Los años 60 y 70 acrecentaron aún más
su prestigio: mientras París apostaba por la alta costura, Pucci
insistía en un estilo más y más décontracté,
simple. Sus vestidos de jersey estampado llegaron a costar, por peso,
más que el oro; la misión del Apollo 15 plantó
en la Luna una bandera diseñada por Pucci; la prensa norteamericana
lo bautizó el príncipe del estampado; llegó,
inclusive, a diseñar sets de escritorio perfumados, y uniformes
para una línea aérea que contemplaban cascos plásticos
para proteger el peinado de las azafatas.

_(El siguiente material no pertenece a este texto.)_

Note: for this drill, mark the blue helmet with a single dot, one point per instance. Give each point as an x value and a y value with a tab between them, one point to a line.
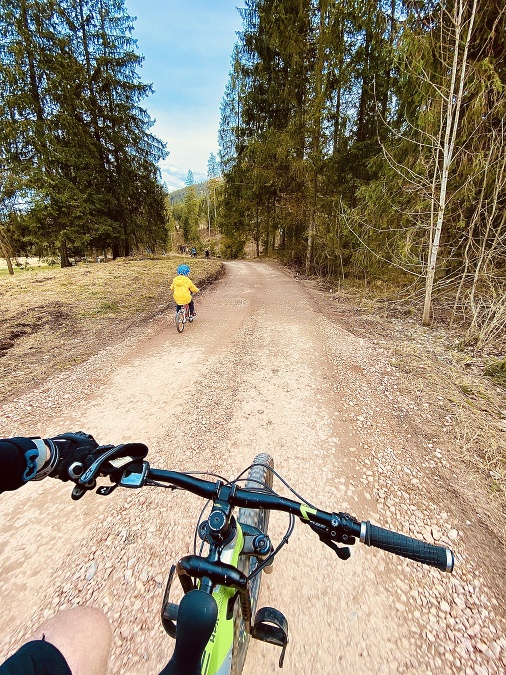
183	269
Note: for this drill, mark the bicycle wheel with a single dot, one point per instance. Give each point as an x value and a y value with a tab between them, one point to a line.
180	321
258	477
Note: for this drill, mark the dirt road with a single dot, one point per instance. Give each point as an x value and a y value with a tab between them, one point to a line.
262	369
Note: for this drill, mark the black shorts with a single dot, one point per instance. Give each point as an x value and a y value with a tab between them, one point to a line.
36	658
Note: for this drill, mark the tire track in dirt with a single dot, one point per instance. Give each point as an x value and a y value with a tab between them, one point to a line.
260	370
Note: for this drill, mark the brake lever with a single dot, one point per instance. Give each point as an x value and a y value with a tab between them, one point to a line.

Pero pocos años después, cuando ya el marqués se
había dado el gusto de ser electo diputado por un partido liberal,
llegó el black is beautiful de los primeros 80.
Los colores, sus juegos, esos experimentos ya no tenían cabida.
Así y todo, hasta 1992, el año de su muerte, Pucci continuó
al frente del que había sabido ser su imperio. Si mi marido
hubiera sido siempre rico (durante su exilio suizo se había ido,
casi, con lo puesto) y hubiera estado libre, probablemente nada hubiera
sucedido, dijo su viuda, pero no tenía más
que este sentido filosófico, el amor por lo bello.